L’émigration de ses enfants vers d’autres pays a été pour lui une énorme souffrance mais il ne l’a jamais exprimée pour ne pas nous faire de peine. Il gardait ses douleurs pour lui, s’acharnait au travail, prenait soin de la famille en s’occupant de nos affaires, en nous donnant des conseils, en nous sortant du pétrin, en faisant tout pour nous maintenir unis. C’est en travaillant sur ses factures et en organisant le travail de l’hôtel que le 23 septembre son coeur a dit « basta ». C’est le repos du guerrier, comme il m’avait dit un jour...
Son attachement à la famille et à l’effort, le goût du travail bien fait, la recherche de la beauté dans la simplicité, son souci de justice, son apparente dureté aussi, sont héritage et source. Nous ne l’avons pas bien compris. Il n’est pas facile de vivre avec un père brillant. Mais il nous a façonnés. Il nous manque, énormément.

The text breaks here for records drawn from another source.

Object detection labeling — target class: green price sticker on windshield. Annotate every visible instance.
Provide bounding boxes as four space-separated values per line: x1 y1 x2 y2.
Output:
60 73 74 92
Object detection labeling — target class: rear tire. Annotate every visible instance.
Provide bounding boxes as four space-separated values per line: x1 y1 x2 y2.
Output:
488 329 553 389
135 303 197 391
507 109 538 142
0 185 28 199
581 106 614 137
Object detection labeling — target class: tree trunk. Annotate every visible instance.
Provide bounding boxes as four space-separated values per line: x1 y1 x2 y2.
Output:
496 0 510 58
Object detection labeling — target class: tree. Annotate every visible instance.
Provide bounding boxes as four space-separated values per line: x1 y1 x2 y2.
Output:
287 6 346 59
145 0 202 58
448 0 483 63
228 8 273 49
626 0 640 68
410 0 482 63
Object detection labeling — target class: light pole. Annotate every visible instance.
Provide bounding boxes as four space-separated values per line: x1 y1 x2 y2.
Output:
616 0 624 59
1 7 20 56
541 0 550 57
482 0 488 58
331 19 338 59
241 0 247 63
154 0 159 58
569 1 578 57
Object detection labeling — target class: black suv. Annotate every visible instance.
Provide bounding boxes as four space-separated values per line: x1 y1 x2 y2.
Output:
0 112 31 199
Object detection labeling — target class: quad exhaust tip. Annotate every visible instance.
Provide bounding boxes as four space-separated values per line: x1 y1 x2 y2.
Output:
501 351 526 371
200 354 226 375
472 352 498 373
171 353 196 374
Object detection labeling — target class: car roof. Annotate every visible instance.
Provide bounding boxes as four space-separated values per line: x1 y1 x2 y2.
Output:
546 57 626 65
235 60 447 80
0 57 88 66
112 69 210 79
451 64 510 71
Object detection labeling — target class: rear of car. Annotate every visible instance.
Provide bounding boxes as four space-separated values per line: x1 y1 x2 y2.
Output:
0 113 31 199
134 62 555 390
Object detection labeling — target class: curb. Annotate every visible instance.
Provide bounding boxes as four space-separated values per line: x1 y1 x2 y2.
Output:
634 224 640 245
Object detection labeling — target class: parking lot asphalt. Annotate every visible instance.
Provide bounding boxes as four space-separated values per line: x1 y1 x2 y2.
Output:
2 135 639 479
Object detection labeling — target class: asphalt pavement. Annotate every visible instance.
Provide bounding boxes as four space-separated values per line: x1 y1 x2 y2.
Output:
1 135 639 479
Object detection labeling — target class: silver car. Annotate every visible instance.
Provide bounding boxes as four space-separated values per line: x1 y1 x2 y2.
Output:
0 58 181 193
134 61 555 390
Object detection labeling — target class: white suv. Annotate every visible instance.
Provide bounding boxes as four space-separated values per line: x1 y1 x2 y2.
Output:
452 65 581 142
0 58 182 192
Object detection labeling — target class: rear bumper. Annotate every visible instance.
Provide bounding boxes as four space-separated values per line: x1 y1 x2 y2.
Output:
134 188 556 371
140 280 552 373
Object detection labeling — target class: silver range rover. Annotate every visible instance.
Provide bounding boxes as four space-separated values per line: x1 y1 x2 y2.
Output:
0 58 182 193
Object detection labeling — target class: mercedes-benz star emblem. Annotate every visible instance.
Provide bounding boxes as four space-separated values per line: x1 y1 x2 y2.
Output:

Son regard bienveillant, ses paroles d’espérance, sa confiance en Dieu qui montre toujours le chemin dans les difficultés sont le trésor où nous irons chercher réconfort et lumière.
Ce Noël sera le premier sans lui. Noël initiatique pour nous, qui deviendrons enfin adultes malgré nos âges mûrs. Noël initiatique pour notre maman, qui ne recevra plus le baiser des Fêtes de son amour et devra se consoler dans l’Espérance. Noël initiatique pour mon papa, qui verra enfin le visage de son Enfant Jésus dans les bras de sa Sainte Mère, protégés par le manteau de Saint Joseph, image chère à son coeur, taillée dans le bois qu’il aurait tant aimé sculpter...
Grazie Babbo, di tutto l’amore che ci hai dato! Ti amo!